Teddy’s eyes go bright in adoration as he nods quickly, turning into a bobble head. Eliot covers his mouth to stifle a laugh as Quentin shakes his head at him in exasperation.
“Alright Teddy, let’s go build a sandcastle,” Julia says, grinning.
Eliot sets him back on his feet, and he runs off with Julia to find the perfect spot on the beach for their sandcastle. As soon as he’s out of earshot, Quentin turns to his husband.
“You spoil him, you know that?” He scolds lightly.
Margo points at Quentin, her other hand still on her hip. “What he said.”
Eliot grins and kisses Q’s cheek, nuzzling his nose into his jawline. “Come on Q, he was right–you can see the ice cream van from here.”
“You’re such a softie,” Quentin sighs even though he’s looking at Eliot lovingly, eyes liquid-gold in the sunlight.
Eliot winks at him, but then a choked sound grabs their attention, and they look at the two young women still sitting in Quentin’s deck chair. Oh…
“Did–Are you–You’re the Coldwater-Waughs?” The taller one breathes out, a slight tremor in her voice, eyes wide in disbelief.
Margo’s eyes cut to the two women before taking in Quentin still on Eliot’s lap, one arm hooked around his neck to anchor him. She rolls her eyes in slight annoyance. “Again?”
Eliot hums while Quentin gives a shrug, though Eliot can tell he’s still in a bratty mood and–he just can’t seem to stop the grinning. Margo lets out a huff before shooing the two women away with a glare so vicious that they recoil away, scampering back to their group who had, undoubtedly, been watching them this entire time. Margo tosses her hair over her shoulder before sliding herself onto the newly-vacated deck chair.
“You–” she says, pointing at Eliot, “–enjoy that far too much.”
“Well, of course I do if it means I get to see a very hot, jealous Q.” He says casually.
Quentin squirms in his lap, flushing red but also shrugging unapologetically. Eliot pulls him down by the nape of his neck for a brief but heated kiss, until Margo loudly clears her throat.
“Kid incoming,” she says in a sing-song voice.
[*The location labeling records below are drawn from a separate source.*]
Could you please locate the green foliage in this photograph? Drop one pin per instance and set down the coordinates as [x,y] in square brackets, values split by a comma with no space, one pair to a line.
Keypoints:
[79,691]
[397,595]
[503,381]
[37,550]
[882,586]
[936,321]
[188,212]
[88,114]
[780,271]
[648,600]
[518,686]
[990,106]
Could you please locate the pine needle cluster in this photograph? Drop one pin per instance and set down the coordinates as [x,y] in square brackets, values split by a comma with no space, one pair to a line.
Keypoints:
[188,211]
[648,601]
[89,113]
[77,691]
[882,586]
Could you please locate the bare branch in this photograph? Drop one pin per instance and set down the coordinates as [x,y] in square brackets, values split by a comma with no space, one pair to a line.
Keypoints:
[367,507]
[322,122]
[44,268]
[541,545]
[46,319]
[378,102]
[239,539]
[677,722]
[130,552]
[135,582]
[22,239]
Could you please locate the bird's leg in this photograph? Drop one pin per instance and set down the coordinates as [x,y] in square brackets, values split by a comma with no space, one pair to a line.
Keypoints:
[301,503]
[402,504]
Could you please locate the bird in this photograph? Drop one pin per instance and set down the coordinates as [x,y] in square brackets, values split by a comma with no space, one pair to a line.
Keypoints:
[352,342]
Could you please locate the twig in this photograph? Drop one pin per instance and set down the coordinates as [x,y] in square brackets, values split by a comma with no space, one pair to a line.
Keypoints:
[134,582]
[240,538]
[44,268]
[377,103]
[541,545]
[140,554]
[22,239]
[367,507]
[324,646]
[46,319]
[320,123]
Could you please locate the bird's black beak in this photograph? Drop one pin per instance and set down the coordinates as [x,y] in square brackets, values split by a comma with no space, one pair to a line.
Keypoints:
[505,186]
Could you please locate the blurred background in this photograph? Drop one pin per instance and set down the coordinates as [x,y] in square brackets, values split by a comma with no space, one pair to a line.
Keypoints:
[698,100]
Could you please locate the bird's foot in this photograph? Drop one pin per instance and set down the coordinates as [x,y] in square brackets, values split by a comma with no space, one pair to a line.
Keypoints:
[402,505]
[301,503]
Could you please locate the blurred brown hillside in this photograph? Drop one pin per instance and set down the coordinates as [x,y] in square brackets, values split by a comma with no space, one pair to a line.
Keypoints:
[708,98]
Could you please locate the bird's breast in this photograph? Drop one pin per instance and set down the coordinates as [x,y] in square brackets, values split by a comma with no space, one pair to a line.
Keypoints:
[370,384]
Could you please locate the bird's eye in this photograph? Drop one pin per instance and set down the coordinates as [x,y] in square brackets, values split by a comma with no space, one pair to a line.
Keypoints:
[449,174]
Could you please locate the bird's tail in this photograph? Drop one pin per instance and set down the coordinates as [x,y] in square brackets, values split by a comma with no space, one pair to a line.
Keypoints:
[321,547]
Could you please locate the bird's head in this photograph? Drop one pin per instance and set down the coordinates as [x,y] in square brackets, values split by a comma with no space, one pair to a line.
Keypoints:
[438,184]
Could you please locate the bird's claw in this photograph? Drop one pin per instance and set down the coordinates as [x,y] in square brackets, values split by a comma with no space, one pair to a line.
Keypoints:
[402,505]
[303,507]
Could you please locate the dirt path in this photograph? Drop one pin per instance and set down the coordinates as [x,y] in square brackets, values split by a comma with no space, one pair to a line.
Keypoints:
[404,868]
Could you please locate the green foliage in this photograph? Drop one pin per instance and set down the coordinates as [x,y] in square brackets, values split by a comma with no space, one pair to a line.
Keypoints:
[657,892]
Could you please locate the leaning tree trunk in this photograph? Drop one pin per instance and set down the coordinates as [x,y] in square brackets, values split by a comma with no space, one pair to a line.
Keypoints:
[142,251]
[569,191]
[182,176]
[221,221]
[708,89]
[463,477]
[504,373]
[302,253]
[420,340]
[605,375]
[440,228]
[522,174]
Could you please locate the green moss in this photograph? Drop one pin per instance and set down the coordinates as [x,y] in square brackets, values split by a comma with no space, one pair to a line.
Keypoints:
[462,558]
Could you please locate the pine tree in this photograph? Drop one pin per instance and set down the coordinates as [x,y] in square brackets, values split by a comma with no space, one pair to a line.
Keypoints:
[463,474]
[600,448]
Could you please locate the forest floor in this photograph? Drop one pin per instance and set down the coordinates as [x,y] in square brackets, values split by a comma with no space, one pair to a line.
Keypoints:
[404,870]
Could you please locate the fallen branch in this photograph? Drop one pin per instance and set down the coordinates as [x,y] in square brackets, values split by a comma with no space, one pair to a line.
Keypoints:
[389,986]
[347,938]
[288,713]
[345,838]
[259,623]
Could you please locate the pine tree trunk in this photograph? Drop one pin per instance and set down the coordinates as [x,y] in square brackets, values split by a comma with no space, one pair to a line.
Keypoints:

Eliot inwardly curses being a parent for a very brief moment before feeling bad about it because–he wouldn’t change it for the world. He really wouldn’t. He loves Q, will always love Q, but he also now loves Teddy, their sweet, smart, happy child and. The Eliot that used to be scared of this, of love and family, well. He’s a very, very distant memory now. Now he thinks of the stained glass art hanging in their kitchen window where the sun hits it every day, throwing beautiful colours onto their floor; and the vintage music box with delicately painted roses on the lid sitting on the dresser in their bedroom; and the photos lining the walls up the stairs; and Quentin’s guitar in its corner in the living room; and his own classical ballet CDs on the shelves; and Teddy's colourful drawings on their fridge door.
This is his family–Q, and Teddy, and Margo, and Julia–and he wouldn’t change this life with them for anything.
And when Teddy runs up to him with his arms outstretched, Eliot easily picks him up and bounces him up and down a few times, wide smile on his face as Teddy giggles and the warmth of his husband’s hand is on his lower back, and Julia is sitting in Margo’s lap giving her a kiss on the cheek, their own two wedding bands glinting in the sun.
And Eliot thinks of two golden tiles set into the little window in their front door, commissioned by both him and Q when they had first moved in with Teddy; both tiles imprinted with a flower on the inside of the door, and matching keys on the outside.
Catching Quentin’s tender gaze over Teddy’s head, he briefly thinks my key to greater magic–love.
Then he’s thinking the beauty of all life as he sets Teddy back down so his dad can pick him up and give him a big sloppy kiss on his stomach, blowing a raspberry for good measure.
And Eliot Coldwater-Waugh forgets about his hellish journey, long and winding, because it brought him here to his greatest love and his family–and like Q, he’s not one for destiny, but he also believes something had aligned for them to meet that day.
Perhaps the Fates of Old had smiled down on them, and had woven a single thread of gold.